To get the result later, use the task_id from the response:

curl -X POST http://localhost:8000/mcp/get_transcription_result \
     -H "Content-Type: application/json" \
     -d '{"params": {"task_id": "xxxxxxxx-xxxx-xxxx-xxxx-xxxxxxxxxxxx"}}'

Model Configuration

  • Default Models: The server initializes with default ASR and VAD models specified in MCPServer/server.py.
    • Default ASR: iic/speech_paraformer-large_asr_nat-zh-cn-16k-common-vocab8404-pytorch (pre-configured with VAD damo/speech_fsmn_vad_zh-cn-16k-common-pytorch and Punctuation damo/punc_ct-transformer_zh-cn-common-vocab272727-pytorch).
    • Default VAD: damo/speech_fsmn_vad_zh-cn-16k-common-pytorch.
  • Per-Request Model Specification:
    • For start_speech_transcription, use the model_name parameter to specify a different ASR model for that specific task.
    • For get_voice_activity_segments, use the vad_model_name parameter for a task-specific VAD model.
    • If a model specified per-request is different from the currently loaded one, the server will attempt to load it. This new model (if loaded successfully) becomes the current default for that processor type (ASR or VAD) for subsequent requests that don't specify a model.
  • Global Model Loading:
    • Use the load_asr_model tool to change the default ASR model for the SpeechTranscriber instance.
    • Use the load_vad_model tool to change the default VAD model for the VADProcessor instance.
    • These tools also allow specifying device, ncpu (for VAD), and model_load_kwargs for finer control over model loading (e.g., for ASR, model_load_kwargs can include VAD and Punctuation model IDs).
  • Model Arguments:
    • model_load_kwargs: Can be passed to load_asr_model and load_vad_model to control how models are loaded (e.g., to specify sub-models like VAD/Punctuation for an ASR pipeline, or other model-specific loading parameters like max_single_segment_time if supported by the VAD model at load time).
    • model_generate_kwargs: Can be passed to start_speech_transcription and get_voice_activity_segments to control the behavior of the model's inference/generation step (e.g., batch_size_s, hotword for ASR; VAD models usually have fewer generation-time parameters).

Troubleshooting

  • Model Download Issues:
    • Ensure the server has internet access to download models from ModelScope (hub.modelscope.cn).
    • If you encounter persistent download errors or authentication issues (e.g., HTTP 401/403), set the MODELSCOPE_API_TOKEN environment variable.
    • Check available disk space in the ModelScope cache directory (usually ~/.cache/modelscope/hub/).
  • Dependency Conflicts:
    • Using a Python virtual environment is highly recommended to avoid conflicts with system-wide packages or other projects.
  • PyTorch Version:
    • FunASR requires a specific range of PyTorch versions.
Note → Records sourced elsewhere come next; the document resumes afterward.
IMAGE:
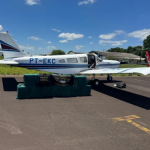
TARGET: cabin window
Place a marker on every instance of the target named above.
(62, 61)
(83, 59)
(72, 60)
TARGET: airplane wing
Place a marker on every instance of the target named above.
(144, 70)
(8, 62)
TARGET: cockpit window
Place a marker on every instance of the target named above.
(62, 61)
(83, 59)
(72, 60)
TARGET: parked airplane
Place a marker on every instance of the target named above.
(148, 59)
(62, 64)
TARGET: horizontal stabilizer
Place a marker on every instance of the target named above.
(144, 70)
(8, 62)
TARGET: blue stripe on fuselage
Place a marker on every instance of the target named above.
(10, 50)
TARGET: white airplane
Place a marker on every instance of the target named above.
(62, 64)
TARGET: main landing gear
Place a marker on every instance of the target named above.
(94, 82)
(109, 78)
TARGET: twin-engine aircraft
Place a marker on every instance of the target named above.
(148, 59)
(62, 64)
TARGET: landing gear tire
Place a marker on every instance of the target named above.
(95, 83)
(109, 78)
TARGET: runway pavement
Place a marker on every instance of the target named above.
(110, 119)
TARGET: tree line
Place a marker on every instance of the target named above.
(137, 50)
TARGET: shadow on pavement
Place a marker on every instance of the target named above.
(10, 84)
(132, 98)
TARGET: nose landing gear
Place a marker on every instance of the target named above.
(109, 78)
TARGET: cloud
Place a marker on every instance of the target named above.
(141, 34)
(41, 48)
(90, 37)
(86, 2)
(78, 47)
(32, 2)
(34, 38)
(51, 47)
(71, 36)
(113, 43)
(27, 47)
(111, 35)
(1, 28)
(56, 30)
(63, 41)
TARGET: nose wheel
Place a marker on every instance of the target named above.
(109, 78)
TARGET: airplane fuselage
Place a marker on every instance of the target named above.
(63, 64)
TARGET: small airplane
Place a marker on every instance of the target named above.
(148, 59)
(62, 64)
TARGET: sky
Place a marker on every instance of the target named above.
(39, 26)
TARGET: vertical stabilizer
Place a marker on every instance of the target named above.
(148, 59)
(9, 47)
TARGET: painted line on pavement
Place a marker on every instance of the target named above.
(129, 120)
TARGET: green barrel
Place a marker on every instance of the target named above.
(23, 92)
(86, 90)
(76, 91)
(57, 91)
(66, 92)
(47, 92)
(35, 92)
(80, 81)
(30, 79)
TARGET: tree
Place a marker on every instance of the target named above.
(146, 42)
(58, 52)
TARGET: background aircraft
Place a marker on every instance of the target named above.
(62, 64)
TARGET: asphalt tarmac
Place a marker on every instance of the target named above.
(110, 119)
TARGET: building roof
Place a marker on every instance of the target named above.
(117, 55)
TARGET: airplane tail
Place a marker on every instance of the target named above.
(9, 47)
(148, 59)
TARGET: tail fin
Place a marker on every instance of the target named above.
(9, 47)
(148, 59)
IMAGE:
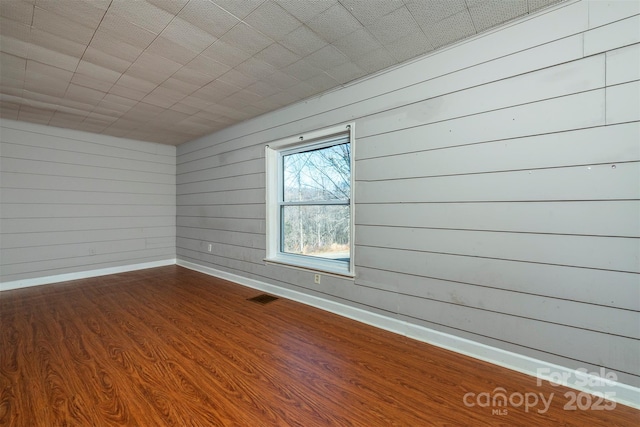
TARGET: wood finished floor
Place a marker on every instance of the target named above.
(173, 347)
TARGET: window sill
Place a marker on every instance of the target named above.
(313, 265)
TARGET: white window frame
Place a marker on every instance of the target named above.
(273, 156)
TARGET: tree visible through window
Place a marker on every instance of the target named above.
(315, 207)
(310, 200)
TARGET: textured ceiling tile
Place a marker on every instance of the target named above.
(326, 58)
(322, 82)
(188, 35)
(451, 29)
(302, 70)
(165, 94)
(62, 27)
(171, 6)
(84, 94)
(123, 30)
(428, 12)
(9, 110)
(50, 57)
(191, 76)
(143, 111)
(111, 45)
(272, 20)
(149, 61)
(15, 29)
(346, 72)
(184, 108)
(196, 101)
(304, 90)
(170, 117)
(410, 46)
(226, 54)
(490, 13)
(303, 41)
(45, 85)
(15, 37)
(97, 72)
(255, 68)
(41, 98)
(334, 23)
(12, 67)
(285, 97)
(66, 119)
(152, 77)
(17, 11)
(394, 26)
(92, 125)
(367, 11)
(105, 60)
(208, 17)
(169, 49)
(376, 61)
(263, 89)
(133, 82)
(238, 79)
(281, 80)
(267, 104)
(88, 13)
(277, 55)
(539, 4)
(306, 11)
(142, 13)
(239, 9)
(35, 115)
(52, 42)
(240, 99)
(128, 92)
(358, 43)
(126, 103)
(246, 38)
(36, 70)
(90, 82)
(208, 66)
(179, 85)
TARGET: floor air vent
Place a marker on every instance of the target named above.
(263, 299)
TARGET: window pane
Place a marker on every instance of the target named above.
(323, 174)
(317, 230)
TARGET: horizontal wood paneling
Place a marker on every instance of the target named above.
(598, 182)
(623, 65)
(22, 240)
(607, 253)
(496, 190)
(582, 147)
(69, 197)
(590, 218)
(37, 225)
(73, 201)
(623, 103)
(543, 308)
(520, 121)
(617, 34)
(609, 288)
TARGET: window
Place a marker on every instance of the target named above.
(310, 201)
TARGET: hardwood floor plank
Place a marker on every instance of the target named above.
(173, 347)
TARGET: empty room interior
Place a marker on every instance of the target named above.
(319, 212)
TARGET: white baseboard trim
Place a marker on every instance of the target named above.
(595, 383)
(17, 284)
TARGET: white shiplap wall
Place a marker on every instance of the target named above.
(74, 202)
(497, 190)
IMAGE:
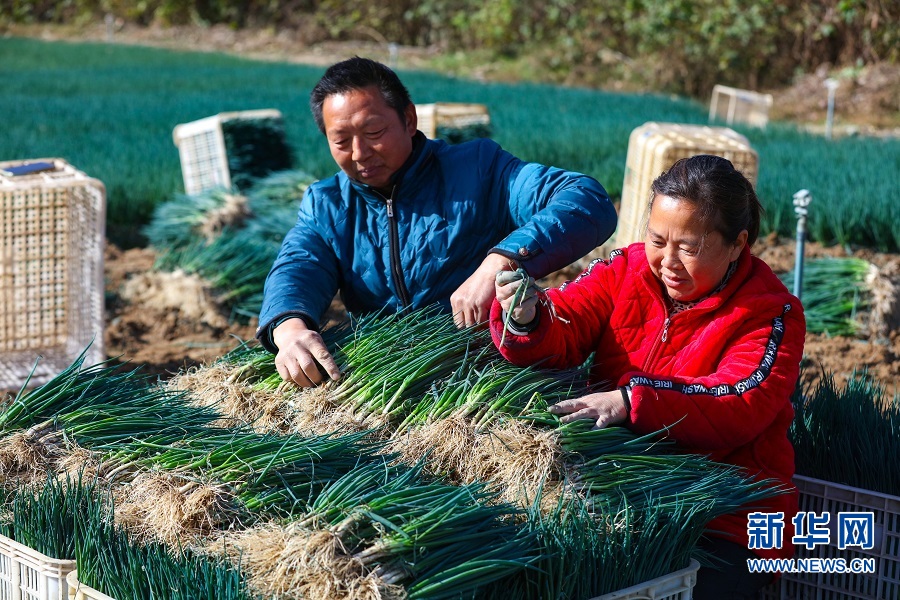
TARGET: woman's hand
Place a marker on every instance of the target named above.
(511, 294)
(605, 408)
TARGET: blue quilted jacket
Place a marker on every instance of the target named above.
(450, 206)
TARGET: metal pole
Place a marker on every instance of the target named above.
(832, 85)
(801, 204)
(110, 24)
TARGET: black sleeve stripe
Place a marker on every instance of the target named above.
(590, 267)
(759, 375)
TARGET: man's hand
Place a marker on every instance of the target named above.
(606, 408)
(471, 302)
(300, 353)
(519, 302)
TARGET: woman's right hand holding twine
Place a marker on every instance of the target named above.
(518, 295)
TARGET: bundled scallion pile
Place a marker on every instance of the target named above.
(498, 498)
(229, 240)
(834, 292)
(73, 518)
(849, 434)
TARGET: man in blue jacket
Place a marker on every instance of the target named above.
(410, 222)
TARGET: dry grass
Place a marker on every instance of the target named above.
(168, 508)
(293, 563)
(519, 459)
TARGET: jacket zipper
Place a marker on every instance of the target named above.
(394, 237)
(651, 356)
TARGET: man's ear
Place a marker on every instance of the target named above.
(412, 119)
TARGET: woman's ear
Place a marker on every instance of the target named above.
(412, 119)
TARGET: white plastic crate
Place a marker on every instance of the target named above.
(654, 147)
(26, 574)
(79, 591)
(203, 152)
(52, 234)
(674, 586)
(820, 496)
(454, 115)
(734, 105)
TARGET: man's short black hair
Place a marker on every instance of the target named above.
(357, 73)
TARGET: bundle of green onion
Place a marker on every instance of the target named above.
(840, 432)
(834, 291)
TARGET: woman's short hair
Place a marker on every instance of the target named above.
(725, 199)
(354, 74)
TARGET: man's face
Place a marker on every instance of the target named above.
(367, 138)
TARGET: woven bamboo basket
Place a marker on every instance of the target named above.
(52, 233)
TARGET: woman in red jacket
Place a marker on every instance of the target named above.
(691, 332)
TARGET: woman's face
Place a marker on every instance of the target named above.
(689, 261)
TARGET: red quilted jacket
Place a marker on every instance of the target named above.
(723, 371)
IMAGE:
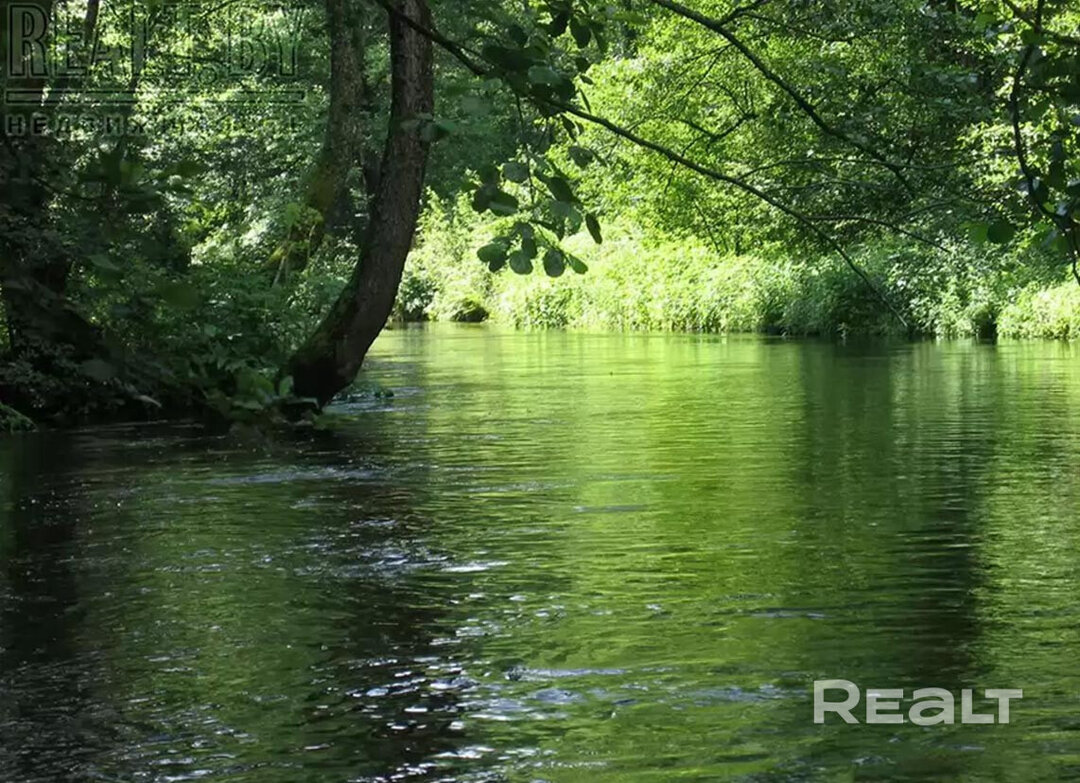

If requirements.txt doesn't fetch a compatible version, or if you have an existing conflicting PyTorch installation, manual installation of a compatible PyTorch version might be needed. Refer to FunASR's documentation for compatible PyTorch versions.
  • Resource Limits:
    • ASR models, especially larger ones like Paraformer, can be memory and CPU intensive. Ensure the server has adequate resources. For CPU inference, performance is heavily tied to ncpu (number of CPU threads, configurable in SpeechTranscriber and VADProcessor) and the CPU's capabilities.
  • File Paths:
    • Ensure that audio_path provided to the tools is an absolute path or a path relative to where the server.py script is run, and that it is accessible by the server process.
  • CUDA/GPU Issues (if using GPU):
    • If using GPU (device="cuda:X"), ensure NVIDIA drivers, CUDA Toolkit, and a GPU-enabled version of PyTorch are correctly installed and compatible. Use tools like nvidia-smi and torch.cuda.is_available() for diagnostics.